I found an article on the front page of google about a model that detects retail thefts with 81% accuracy.

What most people don’t realize is that without the data supporting the 81%, we have no idea what that actually means.

A fictional example to illustrate my point

Imagine a startup developed an AI model that detects which people walking by on the street have offensively stinky feet. The model is 99.9998% accurate. Amazing right!?

Not so fast.

The math supporting my fictional example

Lets look at the data I used to generate that 99.9998%.

Participants in total: 1,000,000
Participants with stinky feet: 2
Participants without stinky feet: 999,998

The model predicted that 0 people had offensively stinky feet (it always predicts this btw). So was correct 999,998 times and incorrect 2 times.

Giving us a model accuracy of… 999,998/1,000,000 = 99.9998%.
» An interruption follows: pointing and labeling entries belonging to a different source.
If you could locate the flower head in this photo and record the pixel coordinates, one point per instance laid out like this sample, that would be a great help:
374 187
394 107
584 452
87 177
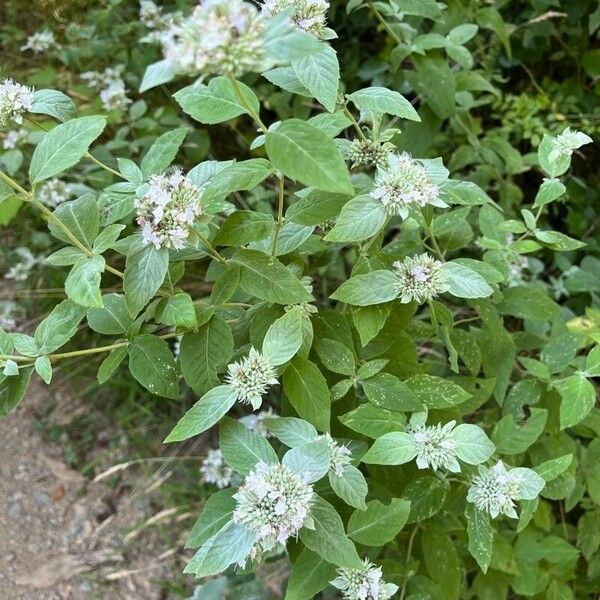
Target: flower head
13 138
15 99
495 489
114 97
220 37
403 183
419 278
251 377
567 142
435 446
256 422
307 15
167 210
369 153
21 269
39 42
273 502
54 192
364 583
215 470
340 456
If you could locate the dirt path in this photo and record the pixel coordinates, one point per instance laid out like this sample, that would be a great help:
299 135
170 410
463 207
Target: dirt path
61 535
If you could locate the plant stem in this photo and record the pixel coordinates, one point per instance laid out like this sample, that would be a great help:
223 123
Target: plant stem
249 109
279 222
385 24
355 124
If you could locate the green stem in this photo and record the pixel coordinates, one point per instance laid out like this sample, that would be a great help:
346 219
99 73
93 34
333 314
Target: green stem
249 109
355 124
385 24
279 215
29 197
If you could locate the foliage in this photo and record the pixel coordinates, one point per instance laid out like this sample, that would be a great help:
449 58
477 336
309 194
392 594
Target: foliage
377 257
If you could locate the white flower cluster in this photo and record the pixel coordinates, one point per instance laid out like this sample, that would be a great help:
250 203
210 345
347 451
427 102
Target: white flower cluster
340 456
21 269
111 87
369 153
402 184
567 142
14 138
39 42
308 15
495 489
251 378
363 584
215 470
435 446
54 192
220 37
273 502
419 278
256 422
167 210
15 99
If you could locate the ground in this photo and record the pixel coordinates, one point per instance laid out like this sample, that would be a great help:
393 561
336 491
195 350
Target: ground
63 536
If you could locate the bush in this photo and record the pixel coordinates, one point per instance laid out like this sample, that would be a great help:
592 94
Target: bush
397 349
Great model? Not if it had been really really really important to detect those people with stinky feet.

In conclusion

Had we looked at accuracy on positive and negative cases separately we would have seen 100% (999,998 / 999,998) accuracy on positive cases and 0% (0 / 2) accuracy on negative cases. Highlighting the importance of not taking “accuracy” at face value.

The lesson here is especially relevant for any models that claim to predict rare events.

The technology in the article at the top could be amazing. But we really don’t know when all we have is “accuracy”. Stay skeptical my friends.